3. If the passwords match, but users are unable to log into the vCenter Server with the service account, use the following command from vCenter SSH session to check if user account is locked:
- # /usr/lib/vmware-vmafd/bin/dir-cli user find-by-name --account "workload_storage_management-2927599b-1e8a-453c-a5d2-3871cbda9671" --level 2
4. If the returned output lists "Account locked: TRUE", unlock the account with the following command (NOTE: This command is a large string, and should be executed in its entirety from /opt to EOF):
- # /opt/likewise/bin/ldapmodify -x -D cn=Administrator,cn=Users,dc=vsphere,dc=local -W <<EOF
dn: CN=workload_storage_management-2927599b-1e8a-453c-a5d2-3871cbda9671,CN=ServicePrincipals,dc=vsphere,dc=local
changetype: modify
replace: userAccountControl
userAccountControl: 0
EOF
5. After unlocking the account, try logging into vCenter with the wcp_storage_management user and password noted in the vsphere-config-secret
If passwords are not in sync, the password will need to be reset:
1. If the /etc.vmware/wcp/.storageUser password differs from the secret output, and has been unlocked, reset the password by changing the number at the bottom of the /etc/vmware/wcp/.storageUser file to 0 and restarting WCP service:
- # service-control --restart wcp
2. Back-up the secret on the SV cluster to ensure we can revert if required:
- # kubectl get secrets vsphere-config-secret -n vmware-system-csi -o jsonpath='{.data.vsphere-cloud-provider\.conf}' |base64 -d > /root/vsphere-config-secret_orig.bak
3. Once the new password is generated, cat the /etc/vmware/wcp/.storageUser to gather the new password. Take the new password and generate a new vsphere-cloud-provider base64 encoded secret.

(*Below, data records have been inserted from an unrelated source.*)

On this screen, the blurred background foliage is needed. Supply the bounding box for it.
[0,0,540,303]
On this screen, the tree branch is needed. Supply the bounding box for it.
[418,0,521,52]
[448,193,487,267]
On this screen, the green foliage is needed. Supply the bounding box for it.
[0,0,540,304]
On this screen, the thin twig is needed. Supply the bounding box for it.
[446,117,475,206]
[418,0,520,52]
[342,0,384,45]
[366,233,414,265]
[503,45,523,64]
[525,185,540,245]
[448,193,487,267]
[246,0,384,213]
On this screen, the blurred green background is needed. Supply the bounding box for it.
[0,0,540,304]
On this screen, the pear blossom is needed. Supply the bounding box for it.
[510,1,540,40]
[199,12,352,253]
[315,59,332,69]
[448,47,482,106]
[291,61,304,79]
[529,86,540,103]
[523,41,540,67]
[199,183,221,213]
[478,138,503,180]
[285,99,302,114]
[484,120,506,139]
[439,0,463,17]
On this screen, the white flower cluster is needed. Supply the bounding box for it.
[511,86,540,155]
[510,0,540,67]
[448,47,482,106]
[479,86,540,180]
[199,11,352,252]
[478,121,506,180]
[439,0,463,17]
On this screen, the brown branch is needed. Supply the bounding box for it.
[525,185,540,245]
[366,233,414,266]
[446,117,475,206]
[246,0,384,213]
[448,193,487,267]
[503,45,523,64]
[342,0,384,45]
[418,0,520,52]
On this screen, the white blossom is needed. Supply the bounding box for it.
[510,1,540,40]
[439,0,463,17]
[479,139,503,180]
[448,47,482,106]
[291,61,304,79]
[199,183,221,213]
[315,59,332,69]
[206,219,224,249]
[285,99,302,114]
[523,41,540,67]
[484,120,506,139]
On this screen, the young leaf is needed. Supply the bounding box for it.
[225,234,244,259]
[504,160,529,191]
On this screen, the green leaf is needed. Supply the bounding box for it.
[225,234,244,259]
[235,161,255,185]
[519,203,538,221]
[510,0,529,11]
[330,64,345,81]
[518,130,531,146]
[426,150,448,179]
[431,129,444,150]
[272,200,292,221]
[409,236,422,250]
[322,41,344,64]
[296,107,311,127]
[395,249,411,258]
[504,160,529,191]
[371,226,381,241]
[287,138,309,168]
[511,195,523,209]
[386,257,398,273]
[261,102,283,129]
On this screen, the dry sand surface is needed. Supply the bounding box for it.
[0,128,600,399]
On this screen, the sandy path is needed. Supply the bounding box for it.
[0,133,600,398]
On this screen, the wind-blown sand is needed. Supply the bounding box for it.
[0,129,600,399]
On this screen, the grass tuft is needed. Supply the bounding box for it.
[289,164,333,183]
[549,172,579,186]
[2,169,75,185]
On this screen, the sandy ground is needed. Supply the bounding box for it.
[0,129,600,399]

- To modify the password, enter the entire command below into command prompt on the Supervisor Cluster. Change the fields in red to match the environment specific variables:
- For 7.x
# echo '[Global]
insecure-flag = "true"
cluster-id = "domain-c8"
cnsregistervolumes-cleanup-intervalinmin = 720
cluster-distribution = "SupervisorCluster"
[VirtualCenter "VCENTER_FQDN"]
user = "workload_storage_management-47462f97-5df2-498d-8256-25043cce1cd8@vsphere.local"
password = "NEW_PASSWORD_HERE"
datacenters = "datacenter-3"
port = "443"
targetvSANFileShareClusters = ""' | base64 | tr -d '\n'
-For 8.x Supervisor-id needs to be added
# echo '[Global]
insecure-flag = "false"
ca-file = "/etc/vmware/wcp/tls/vmca.pem"
cluster-id = "domain-<id>"
supervisor-id = "supervisor-<>"
cnsregistervolumes-cleanup-intervalinmin = 720
cluster-distribution = "SupervisorCluster"
[VirtualCenter "<vcfqdn>"]
user = "workload storage management-<id>@<domain>"
password = "<password>"
datacenters = "datacenter-<id>"
port = "443"
targetvSANFileShareClusters = ""' | base64 | tr -d '\n'
- This will modify the secret into base64 and will output the hash so we can enter it into the data.vsphere-cloud-provider.conf.
4. Run the following to edit the secret:
- # kubectl edit secrets vsphere-config-secret -n vmware-system-csi
5. Delete the hash after vsphere-cloud-provider.conf and paste the new one you created from step 3. Ensure you have a hash that is only a single line.
6. Use :wq to write and quit the file, which will save the new secret.
7. Delete the csi pod to recreate it and instantiate the new secret:
- # kubectl delete pod <vmware-csi-controller-id> -n vmware-system-csi
PLEASE NOTE: If authentication failures persist with LDAP49 errors after the password reset, please confirm that the user has been UNLOCKED. If the user account is locked, password change will fail.